Выпуск 13
Русско-польские отношения
Бунин и Польша
ЯН
«Наши предки хороши. Невообразимые шубы до полу, аршинные шапки до облаков, какие-то нелепые воротники, парча — словом, идолы. Слава Богу, что во мне не чистая русская кровь... — сказал однажды Бунин Александру Бахраху где-то между 1940 и 1944 годами. Подобные приступы отчуждения и даже отвращения по отношению к российской цивилизации случались у него, может быть, и не часто. но все же случались время от времени. «Все в нас мрачно, — заявил он, например, в мае 1929 года... — Говорят о нашей светлой, радостной религии... ложь, ничто так не темно, страшно, жестоко, как наша религия. Вспомните эти черные образа, страшные руки, ноги... А стояние по восемь часов, а ночные службы... Нет, не говорите мне о "светлой" милосердной нашей религии... Да мы и теперь недалеко от этого ушли. Тот же наш Карташев[1], будь он иереем — жесток был бы! Был бы пастырем, но суровым, грозным... А Бердяев! Так бы лют был... Нет, уж какая тут милостивость. Самая лютая Азия. [...]».

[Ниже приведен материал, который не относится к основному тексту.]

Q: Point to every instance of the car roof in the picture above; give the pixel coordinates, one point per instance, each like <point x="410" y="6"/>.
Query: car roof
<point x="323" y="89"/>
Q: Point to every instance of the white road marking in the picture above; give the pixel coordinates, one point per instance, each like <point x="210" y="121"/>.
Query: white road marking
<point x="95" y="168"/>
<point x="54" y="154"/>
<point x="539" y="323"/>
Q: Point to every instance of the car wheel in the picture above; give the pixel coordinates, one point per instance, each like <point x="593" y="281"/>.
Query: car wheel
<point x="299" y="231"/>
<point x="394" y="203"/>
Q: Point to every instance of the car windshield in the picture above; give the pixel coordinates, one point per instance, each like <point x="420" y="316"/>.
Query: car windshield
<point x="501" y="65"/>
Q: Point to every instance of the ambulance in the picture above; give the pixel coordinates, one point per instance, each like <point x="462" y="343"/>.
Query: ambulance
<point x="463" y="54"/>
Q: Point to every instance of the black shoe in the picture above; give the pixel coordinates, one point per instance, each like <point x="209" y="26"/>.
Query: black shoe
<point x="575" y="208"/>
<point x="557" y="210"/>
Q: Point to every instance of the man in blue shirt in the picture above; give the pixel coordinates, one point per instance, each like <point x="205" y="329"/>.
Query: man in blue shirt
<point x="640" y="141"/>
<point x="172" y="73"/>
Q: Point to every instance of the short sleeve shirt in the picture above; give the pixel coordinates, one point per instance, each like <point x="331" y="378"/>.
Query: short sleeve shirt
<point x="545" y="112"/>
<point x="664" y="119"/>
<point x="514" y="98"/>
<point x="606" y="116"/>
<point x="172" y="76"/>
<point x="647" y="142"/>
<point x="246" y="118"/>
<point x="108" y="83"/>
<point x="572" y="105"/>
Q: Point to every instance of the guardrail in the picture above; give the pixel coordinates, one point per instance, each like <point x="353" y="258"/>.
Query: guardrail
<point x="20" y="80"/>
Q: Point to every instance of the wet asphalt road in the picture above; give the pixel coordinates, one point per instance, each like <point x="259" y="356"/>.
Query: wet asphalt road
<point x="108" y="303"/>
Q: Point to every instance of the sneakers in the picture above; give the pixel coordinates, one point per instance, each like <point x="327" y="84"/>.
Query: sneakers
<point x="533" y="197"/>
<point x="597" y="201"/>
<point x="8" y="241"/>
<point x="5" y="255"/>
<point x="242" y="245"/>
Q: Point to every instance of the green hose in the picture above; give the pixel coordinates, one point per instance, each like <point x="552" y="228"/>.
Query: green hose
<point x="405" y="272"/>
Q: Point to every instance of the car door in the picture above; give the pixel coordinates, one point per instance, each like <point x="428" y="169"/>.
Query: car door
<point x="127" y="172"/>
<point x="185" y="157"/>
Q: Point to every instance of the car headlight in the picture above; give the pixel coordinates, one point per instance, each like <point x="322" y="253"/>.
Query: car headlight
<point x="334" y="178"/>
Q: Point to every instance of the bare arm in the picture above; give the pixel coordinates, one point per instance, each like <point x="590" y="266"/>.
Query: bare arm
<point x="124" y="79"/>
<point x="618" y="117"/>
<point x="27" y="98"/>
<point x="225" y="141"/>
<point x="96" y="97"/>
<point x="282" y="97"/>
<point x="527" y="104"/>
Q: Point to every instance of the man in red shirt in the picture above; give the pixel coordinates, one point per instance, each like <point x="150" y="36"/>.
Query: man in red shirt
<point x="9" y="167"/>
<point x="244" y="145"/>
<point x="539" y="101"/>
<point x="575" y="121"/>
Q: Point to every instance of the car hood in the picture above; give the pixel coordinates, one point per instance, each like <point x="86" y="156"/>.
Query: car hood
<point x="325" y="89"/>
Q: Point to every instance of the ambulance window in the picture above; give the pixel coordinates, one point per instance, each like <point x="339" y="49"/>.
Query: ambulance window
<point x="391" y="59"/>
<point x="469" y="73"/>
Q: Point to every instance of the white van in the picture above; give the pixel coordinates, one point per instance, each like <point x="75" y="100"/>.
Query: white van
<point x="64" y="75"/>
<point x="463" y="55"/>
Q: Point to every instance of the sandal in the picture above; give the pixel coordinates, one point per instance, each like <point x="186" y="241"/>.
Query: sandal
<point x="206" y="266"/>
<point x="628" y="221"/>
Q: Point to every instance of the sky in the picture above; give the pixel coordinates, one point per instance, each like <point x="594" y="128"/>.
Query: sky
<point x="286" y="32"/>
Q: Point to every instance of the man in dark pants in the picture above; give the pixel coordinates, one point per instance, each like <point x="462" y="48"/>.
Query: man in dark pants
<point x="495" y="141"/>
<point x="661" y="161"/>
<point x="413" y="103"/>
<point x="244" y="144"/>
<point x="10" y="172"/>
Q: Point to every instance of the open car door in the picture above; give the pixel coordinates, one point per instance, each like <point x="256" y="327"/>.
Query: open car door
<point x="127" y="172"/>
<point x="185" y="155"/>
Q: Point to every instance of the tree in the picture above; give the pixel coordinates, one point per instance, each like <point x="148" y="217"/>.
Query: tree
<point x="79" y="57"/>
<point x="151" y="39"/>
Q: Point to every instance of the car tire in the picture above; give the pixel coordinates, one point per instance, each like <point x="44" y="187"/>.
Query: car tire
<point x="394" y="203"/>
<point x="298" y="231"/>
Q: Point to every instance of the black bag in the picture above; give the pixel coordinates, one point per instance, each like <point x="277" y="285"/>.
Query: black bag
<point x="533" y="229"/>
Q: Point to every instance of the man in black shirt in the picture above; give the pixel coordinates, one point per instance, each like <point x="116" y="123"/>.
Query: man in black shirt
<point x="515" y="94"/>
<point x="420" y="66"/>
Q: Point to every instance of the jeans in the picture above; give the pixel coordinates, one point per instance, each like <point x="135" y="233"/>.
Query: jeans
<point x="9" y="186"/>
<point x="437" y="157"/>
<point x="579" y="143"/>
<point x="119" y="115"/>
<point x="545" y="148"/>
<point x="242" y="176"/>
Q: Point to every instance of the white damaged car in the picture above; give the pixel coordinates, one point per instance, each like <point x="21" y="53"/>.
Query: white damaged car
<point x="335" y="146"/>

Трудно отделаться от впечатления, что в подобных высказываниях Бунина проявляется его резкое — внезапно выходящее наружу — расхождение с Россией. Потому что Бунин — в отличие, например, от бунтаря Лермонтова, автора стихотворения «Отчизна», под которым без особых угрызений совести мог бы подписаться любой патриотически настроенный русофил родом из страны, в течение столетий разрушаемой Москвой, — в общем, любил Россию также и в ее имперских и святорусских проявлениях, таких как кремлевские соборы. Он никогда не был некритичным по отношению к этой России, однако любил ее, несмотря на явные проявления самодержавия, которые он осознавал.
«Я читала о Николае I и о телесных наказаниях, о шпицрутенах, — записала Галина в своем «Грасском дневнике» летом 1929 года. — Дойдя до описания экзекуций, кончавшихся, как известно, по большей части смертью, и затем до ответа Николая одному из министров: "Я не могу его казнить. Разве вы не знаете, что в России нет смертной казни? Дать ему двести шпицрутенов" (что равносильно смерти) — я не могла удержаться от слез и, выйдя затем в коридор, говорила об этом с негодованием Вере Николаевне и Илье Исидоровичу (Фондаминскому). Иван Алексеевич, услышав мои слова, позвал меня к себе в спальню, запер двери и, понизив голос, стал говорить, что понимает мои чувства, что они прекрасны, что он сам так же болел этим, как я, но что я не должна никому выказывать их.
— Все это так, все это так,— говорил он,— я сорок лет болел этим до революции и теперь десять лет болею зверствами революции. Я всю жизнь страдал сначала одним, потом другим... Но не надо говорить о том... не надо».
Дело было в вилле «Бельведер», так что разговор Галины с Буниным о шпицрутенах происходил в духовном присутствии царя Николая II, прислушивавшегося к нему с портрета, висящего на стене столовой и, естественно, соглашавшегося с мнением Бунина, поскольку русские цари не перестают быть царями даже на том свете. «Так как у меня все еще текли слезы, он гладил меня по голове, продолжая говорить почти шепотом: — Я сам страдал этим... Но не время..». «Не надо... не время...» — как эхо, повторял из глубины времен Сиятельнейший Господин в парадном мундире Преображенского полка.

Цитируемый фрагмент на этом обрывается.